Rosen, A, T. Hart, J. Farquhar, J. Schneider, and T. Yadmaa. 2019. Holocene Vegetation Cycles, Land-use, and Human Adaptations to Desertification in the Gobi Desert of Mongolia. Vegetation History and Archaeobotany (2019) https://doi.org/10.1007/s00334-018-0710-y.  

Hildebrandt, W., J.M. Farquhar, and M. Hylkema. 2009. Archaeology and History in Año Nuevo State Park. California Department of Parks and Recreation Publications in Cultural Heritage, No. 26. 

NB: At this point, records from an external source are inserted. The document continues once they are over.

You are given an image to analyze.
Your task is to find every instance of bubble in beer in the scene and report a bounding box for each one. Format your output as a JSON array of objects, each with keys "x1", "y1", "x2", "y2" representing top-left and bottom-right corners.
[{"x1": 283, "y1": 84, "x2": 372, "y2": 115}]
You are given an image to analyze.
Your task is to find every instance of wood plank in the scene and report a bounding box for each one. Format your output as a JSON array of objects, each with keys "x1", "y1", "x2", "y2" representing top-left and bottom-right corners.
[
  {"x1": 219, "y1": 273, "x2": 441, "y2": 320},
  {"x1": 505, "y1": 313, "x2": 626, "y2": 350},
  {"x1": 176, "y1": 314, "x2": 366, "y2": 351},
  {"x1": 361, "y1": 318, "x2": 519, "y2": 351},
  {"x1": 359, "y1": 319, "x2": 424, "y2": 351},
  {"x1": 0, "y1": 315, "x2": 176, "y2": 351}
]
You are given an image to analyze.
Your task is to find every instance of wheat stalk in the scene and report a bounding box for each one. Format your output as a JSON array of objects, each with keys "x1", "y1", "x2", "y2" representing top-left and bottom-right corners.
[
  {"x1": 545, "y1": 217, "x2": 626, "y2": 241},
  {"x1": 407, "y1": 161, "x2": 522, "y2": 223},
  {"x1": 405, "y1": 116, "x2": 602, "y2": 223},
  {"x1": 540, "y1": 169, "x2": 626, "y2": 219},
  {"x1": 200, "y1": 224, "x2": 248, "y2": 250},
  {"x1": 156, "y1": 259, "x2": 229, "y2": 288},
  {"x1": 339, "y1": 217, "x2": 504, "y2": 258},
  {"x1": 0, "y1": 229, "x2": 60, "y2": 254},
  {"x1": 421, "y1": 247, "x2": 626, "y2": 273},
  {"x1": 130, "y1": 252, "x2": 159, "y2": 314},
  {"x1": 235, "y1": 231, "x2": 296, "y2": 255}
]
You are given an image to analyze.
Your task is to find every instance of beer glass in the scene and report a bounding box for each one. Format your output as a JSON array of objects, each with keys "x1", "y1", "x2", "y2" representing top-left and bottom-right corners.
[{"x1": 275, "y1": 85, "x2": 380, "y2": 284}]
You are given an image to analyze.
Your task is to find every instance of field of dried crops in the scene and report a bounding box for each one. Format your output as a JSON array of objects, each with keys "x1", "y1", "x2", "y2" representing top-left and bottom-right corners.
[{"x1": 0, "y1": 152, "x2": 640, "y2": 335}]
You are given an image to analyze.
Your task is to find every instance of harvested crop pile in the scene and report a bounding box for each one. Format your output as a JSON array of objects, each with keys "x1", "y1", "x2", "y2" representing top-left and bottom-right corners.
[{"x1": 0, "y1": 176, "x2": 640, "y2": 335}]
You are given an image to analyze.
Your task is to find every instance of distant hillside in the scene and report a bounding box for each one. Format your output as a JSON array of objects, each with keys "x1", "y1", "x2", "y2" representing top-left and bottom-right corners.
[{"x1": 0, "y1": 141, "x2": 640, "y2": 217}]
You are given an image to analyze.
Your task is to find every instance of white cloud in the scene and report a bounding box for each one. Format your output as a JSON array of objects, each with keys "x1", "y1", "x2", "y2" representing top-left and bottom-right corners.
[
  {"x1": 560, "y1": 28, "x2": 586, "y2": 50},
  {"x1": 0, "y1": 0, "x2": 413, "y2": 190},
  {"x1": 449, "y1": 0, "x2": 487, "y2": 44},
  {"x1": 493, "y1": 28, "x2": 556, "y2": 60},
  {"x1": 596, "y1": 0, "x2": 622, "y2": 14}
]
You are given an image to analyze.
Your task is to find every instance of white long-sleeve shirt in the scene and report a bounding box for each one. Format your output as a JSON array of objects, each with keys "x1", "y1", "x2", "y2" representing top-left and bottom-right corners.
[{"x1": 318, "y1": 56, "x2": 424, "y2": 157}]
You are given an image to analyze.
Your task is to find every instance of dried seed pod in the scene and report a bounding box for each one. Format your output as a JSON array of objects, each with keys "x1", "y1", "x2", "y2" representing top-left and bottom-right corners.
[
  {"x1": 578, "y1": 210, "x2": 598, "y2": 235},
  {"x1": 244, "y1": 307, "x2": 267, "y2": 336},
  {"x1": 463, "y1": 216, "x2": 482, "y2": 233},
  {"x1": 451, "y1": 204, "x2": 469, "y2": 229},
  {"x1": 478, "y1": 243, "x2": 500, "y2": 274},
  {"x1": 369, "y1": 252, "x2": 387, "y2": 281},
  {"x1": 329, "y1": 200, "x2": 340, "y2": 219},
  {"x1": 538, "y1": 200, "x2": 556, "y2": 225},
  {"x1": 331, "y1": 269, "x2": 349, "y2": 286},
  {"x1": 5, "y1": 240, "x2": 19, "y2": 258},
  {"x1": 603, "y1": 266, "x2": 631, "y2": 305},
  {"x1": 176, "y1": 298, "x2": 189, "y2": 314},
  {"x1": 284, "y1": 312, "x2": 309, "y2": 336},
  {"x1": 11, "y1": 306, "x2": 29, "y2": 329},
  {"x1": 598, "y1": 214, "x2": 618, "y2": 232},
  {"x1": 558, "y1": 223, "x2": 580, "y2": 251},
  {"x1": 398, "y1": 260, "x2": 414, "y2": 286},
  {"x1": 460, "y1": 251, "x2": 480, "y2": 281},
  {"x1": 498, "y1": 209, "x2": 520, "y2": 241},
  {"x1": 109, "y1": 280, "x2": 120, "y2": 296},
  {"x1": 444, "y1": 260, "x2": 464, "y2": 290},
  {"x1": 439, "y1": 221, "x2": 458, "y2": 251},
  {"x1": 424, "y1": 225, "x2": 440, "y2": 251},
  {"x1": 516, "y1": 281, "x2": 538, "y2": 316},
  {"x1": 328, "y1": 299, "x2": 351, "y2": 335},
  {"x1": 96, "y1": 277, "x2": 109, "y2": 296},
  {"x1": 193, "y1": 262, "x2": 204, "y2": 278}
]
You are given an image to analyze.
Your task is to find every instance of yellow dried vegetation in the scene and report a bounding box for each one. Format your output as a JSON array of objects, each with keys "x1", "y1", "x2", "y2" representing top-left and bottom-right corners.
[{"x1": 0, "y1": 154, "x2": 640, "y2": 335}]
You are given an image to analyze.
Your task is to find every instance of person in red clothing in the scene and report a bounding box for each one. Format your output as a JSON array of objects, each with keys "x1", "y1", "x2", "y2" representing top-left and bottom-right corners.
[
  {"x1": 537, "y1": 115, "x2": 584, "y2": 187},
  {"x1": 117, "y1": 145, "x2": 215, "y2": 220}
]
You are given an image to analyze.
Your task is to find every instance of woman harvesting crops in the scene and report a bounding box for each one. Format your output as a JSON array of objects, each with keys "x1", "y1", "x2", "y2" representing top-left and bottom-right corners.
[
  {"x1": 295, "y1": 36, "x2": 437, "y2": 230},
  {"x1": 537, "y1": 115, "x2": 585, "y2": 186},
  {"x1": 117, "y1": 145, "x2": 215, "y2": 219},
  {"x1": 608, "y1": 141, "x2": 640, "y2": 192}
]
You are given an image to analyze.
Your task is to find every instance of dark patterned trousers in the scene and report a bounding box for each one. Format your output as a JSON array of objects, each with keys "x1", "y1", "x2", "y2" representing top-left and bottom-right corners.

Jurich, D.M., J.M. Farquhar, and M.E. Basgall. 2000. Excavations at CA-MNO-680: A Western Stemmed Deposit in the Eastern Sierra. Current Research in the Pleistocene Vol. 17 (2000).

Degrees and Education

MA - Anthropology - California State University, Sacramento (2003)
BA - Anthropology - University of California, Santa Cruz (1989)

Awards

2020 - University of Pittsburgh Dietrich School of Arts and Sciences- Social Science Doctoral Dissertation Fellowship
2019 - National Science Foundation Dissertation Improvement Grant
2019 - American Center for Mongolian Studies Research Scholarship
2019 - Rust Family Foundation Archaeology Grant Program
2016 - Melikian Advisory Board Fellowship
2016 - Critical Language Institute Friends Scholarship
2016, 2017, 2018 - University Center for International Studies Travel Grant
2016, 2017 - Predissertation Small Grant Program- Dept. of Anthropology University of Pittsburgh
2015-2019 - National Science Foundation Graduate Research Fellowship
2015 - Fulbright Specialist Program (Grantee)
2015 (declined) - University of Pittsburgh Dietrich School of Arts and Sciences- Arts and Sciences Fellowship
2013-2017 - Fulbright Specialist Program (Listed Scholar)

Ryan Smith

Ryan is interested in studying the organization and management of large-scale social and economic interaction networks in non-state societies and how these networks relate to social identity, conflict, subsistence, and shifts in political centralization. His dissertation research will explore a complex system of resource exchange and ritual interaction which connected highlands and lower-lying eastern valleys in the central Andes during late prehispanic periods (AD 1000-1530). One of the major goals of this research is to understand the development of these interaction networks in the Late Intermediate Period, a time marked by political segmentation and internecine conflict ushered by the fall of the Wari and Tiwanaku states around AD 1000 and lasting until the expansion of the Inca empire in the fifteenth century.

Patrick Mullins

Patrick Mullins is interested in prehistoric frontiers, coastal-highland interaction, warfare, and fortifications in the Andes. During the Late Intermediate Period (1000-1470 AD), the Chimú Empire had a heavily fortified hinterland that spread from their capital at Chan Chan, on Peru's Pacific coast, to perhaps the upper tributaries of the Moche River. Patrick's research aims at understanding the extent and nature of the fortified Chimú hinterland and the interactions that created the shared frontier between the coastal Chimú, middle/upper valley, and highland settlements. He spent part of summer 2013 surveying Neolithic - Iron Ages sites in Serbia.